20 NO PARTNERSHIP OR AGENCY
The parties are independent persons and are not partners, principal and agent or employer and employee and the Contract does not establish any joint venture, trust, fiduciary or other relationship between them, other than the contractual relationship expressly provided for in it. None of the parties shall have, nor shall represent that they have, any authority to make any commitments on the other party’s behalf.
21 EQUITABLE RELIEF
The Customer recognises that any breach or threatened breach of the Contract may cause Systems and Outsourcing Limited irreparable harm for which damages may not be an adequate remedy. Accordingly, in addition to any other remedies and damages available to Systems and Outsourcing Limited, the Customer acknowledges and agrees that Systems and Outsourcing Limited is entitled to the remedies of specific performance, injunction and other equitable relief without proof of special damages.
22.1 If any provision of the Contract (or part of any provision) is or becomes illegal, invalid or unenforceable, the legality, validity and enforceability of any other provision of the Contract shall not be affected.
22.2 If any provision of the Contract (or part of any provision) is or becomes illegal, invalid or unenforceable but would be legal, valid and enforceable if some part of it was deleted or modified, the provision or part-provision in question shall apply with such deletions or modifications as may be necessary to make the provision legal, valid and enforceable. In the event of such deletion or modification, the parties shall negotiate in good faith in order to agree the terms of a mutually acceptable alternative provision.
A waiver of any right or remedy under the Contract or by law is only effective if given in writing and shall not be deemed a waiver of any subsequent breach or default. A failure or delay by a party to exercise any right or remedy provided under the Contract or by law shall not constitute a waiver of that or any other right or remedy, nor shall it prevent or restrict any further exercise of that or any other right or remedy.

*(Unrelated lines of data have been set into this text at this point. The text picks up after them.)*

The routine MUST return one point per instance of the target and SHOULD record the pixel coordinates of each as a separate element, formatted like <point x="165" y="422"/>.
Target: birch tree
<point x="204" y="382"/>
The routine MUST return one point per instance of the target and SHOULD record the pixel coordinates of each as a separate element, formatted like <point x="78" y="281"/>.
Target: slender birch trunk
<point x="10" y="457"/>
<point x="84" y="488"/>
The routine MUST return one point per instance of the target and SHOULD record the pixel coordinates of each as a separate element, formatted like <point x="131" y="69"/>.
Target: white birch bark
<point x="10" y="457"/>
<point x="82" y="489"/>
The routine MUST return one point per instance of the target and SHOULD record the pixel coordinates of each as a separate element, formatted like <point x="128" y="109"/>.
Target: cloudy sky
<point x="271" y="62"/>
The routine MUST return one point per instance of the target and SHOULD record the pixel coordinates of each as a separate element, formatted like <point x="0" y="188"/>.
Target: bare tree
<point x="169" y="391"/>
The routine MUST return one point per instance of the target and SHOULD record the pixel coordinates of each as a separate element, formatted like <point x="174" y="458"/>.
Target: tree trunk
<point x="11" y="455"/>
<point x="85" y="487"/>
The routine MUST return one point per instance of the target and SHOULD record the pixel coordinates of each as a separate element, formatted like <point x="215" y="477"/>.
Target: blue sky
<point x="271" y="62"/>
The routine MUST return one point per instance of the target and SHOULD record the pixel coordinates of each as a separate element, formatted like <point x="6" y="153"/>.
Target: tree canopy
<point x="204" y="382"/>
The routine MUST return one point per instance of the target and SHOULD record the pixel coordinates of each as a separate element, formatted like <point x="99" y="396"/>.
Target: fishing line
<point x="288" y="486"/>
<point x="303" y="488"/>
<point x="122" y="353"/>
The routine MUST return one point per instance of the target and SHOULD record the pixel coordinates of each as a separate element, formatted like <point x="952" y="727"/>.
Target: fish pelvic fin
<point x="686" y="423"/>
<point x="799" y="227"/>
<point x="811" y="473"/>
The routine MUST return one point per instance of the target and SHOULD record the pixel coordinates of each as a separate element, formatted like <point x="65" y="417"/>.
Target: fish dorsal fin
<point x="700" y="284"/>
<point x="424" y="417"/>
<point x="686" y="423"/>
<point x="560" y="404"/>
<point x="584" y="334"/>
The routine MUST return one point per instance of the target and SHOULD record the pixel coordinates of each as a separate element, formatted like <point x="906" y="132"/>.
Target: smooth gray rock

No single or partial exercise of any right or remedy provided under the Contract or by law shall prevent or restrict the further exercise of that or any other right or remedy.
24 COMPLIANCE WITH LAW
The Customer shall comply with all laws, enactments, regulations, regulatory policies, guidelines and industry codes applicable to it and shall maintain such authorisations and all other approvals, permits and authorities as are required from time to time to perform its obligations under or in connection with the Contract.
25 THIRD PARTY RIGHTS
A person who is not a party to the Contract shall not have any rights under the Contracts (Rights of Third Parties) Act 1999 to enforce any of the provisions of the Contract.
26 GOVERNING LAW
The Contract and any dispute or claim arising out of, or in connection with, it, its subject matter or formation (including non-contractual disputes or claims) shall be governed by, and construed in accordance with, the laws of England and Wales.
The parties irrevocably agree that the courts of England and Wales shall have exclusive jurisdiction to settle any dispute or claim arising out of, or in connection with, the Contract, its subject matter or formation (including non-contractual disputes or claims).